2. Unless otherwise ordered by the Court, motions to compel answers to Rule 33 and 34 discovery requests for which a response has been served will be initiated in accordance with Local Rule 104.8 and served on opposing counsel within thirty (30) days of receipt of the response. Such motions shall not be filed except as described in Loc. R. 104.8.a. Failure to comply with this requirement will constitute a waiver of any objections to the sufficiency of the answer. Pursuant to Local Rule 104.7, no discovery motion may be filed without first having conferred with opposing counsel in a good faith effort to resolve the dispute without Court involvement. The motion will be accompanied by a certificate describing these efforts. Loc. R. 104.7, 104.8.c.
3. All other discovery motions, oppositions, replies, and required supporting memoranda shall be filed though the Court's electronic filing system. Rule 104.8.a, 105.
4. Unless otherwise ordered by the Court, oppositions to discovery motions will be filed or served, as appropriate, within fourteen (14) business days of service or filing of the motion. Loc. R. 104.8.a., 105.2.a. Similarly, reply memoranda will be filed or served, as appropriate, within fourteen (14) business days of service or filing of the opposition memoranda. Loc. R. 104.8.a., 105.2.a. Unless permitted by the Court, surreply memoranda will not be allowed. Loc. R. 105.2.a.
5. Discovery motions, oppositions, and replies should be as concise as possible. If in the form of a letter, they should not exceed five (5) pages single spaced. If a party anticipates that it will need more pages to brief a discovery dispute, it must request permission of the Court. If not in letter format, motions and oppositions should not exceed twenty (20) pages unless otherwise ordered by the Court. Loc. R. 105.3. Reply memoranda should not exceed fifteen (15) pages. Id. These page limits do not include affidavits, exhibits, tables of contents and citations, and addenda containing statutes, rules, regulations, and similar material. Id.
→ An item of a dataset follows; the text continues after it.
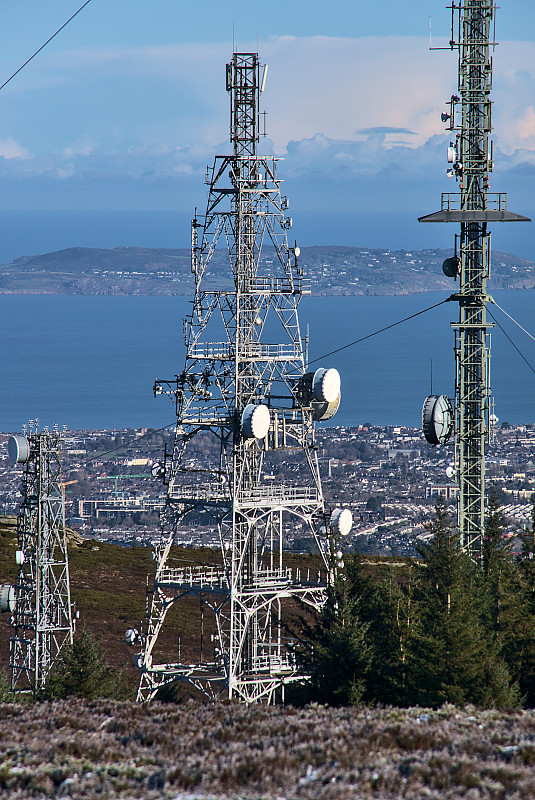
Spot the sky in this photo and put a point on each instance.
(127, 106)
6. The filing party must submit a complete paper copy of any filing that, including attachments, is fifteen (15) pages or longer, along with a copy of the notice of e-filing.
7. Citation to authority will be specific and limited to the fewest number of citations needed to support an argument. Counsel will cite first to Fourth Circuit precedent and then cases decided by this District Court before citing authority from other circuits or districts. If no authority has been found from the Fourth Circuit or the United States District Court for the District of Maryland, the motion shall affirmatively state this. Additionally, unless authority cited is not published in the official National Reporter System (i.e., West), the official West cite will be used. If unpublished, the Westlaw cite will be used. If a cited decision is not available in West or on Westlaw, other citations may be used.
8. Unless otherwise ordered by the Court, discovery motions will be resolved by a telephone hearing scheduled by the Court.
D. Emergency Discovery Dispute Resolution Procedure
1. If an emergency discovery dispute arises that counsel cannot resolve, despite good faith efforts to do so, counsel should follow the procedure that the Court adopted in July 2010, which is available athttp://www.mdd.uscourts.gov/news/news/dutydiscoveryjudgefinaledit.pdf.
A dispute is only an emergency if failure to address it immediately will result in substantial burden, expense, or prejudice.
2. Counsel must make good faith attempts to resolve the dispute themselves.
3. If counsel cannot resolve the dispute, they should call my chambers and notify me, demonstrating why the matter is an emergency and that they have made good faith efforts to resolve it.
4. I will handle the matter or refer it to the duty magistrate judge (DMJ) for resolution. If I refer the dispute to the DMJ, the DMJ will resolve the matter by an oral ruling memorialized as a paperless order on the docket or a short letter ruling, or the DMJ will return the dispute to me if the DMJ determines that it does not warrant emergency resolution.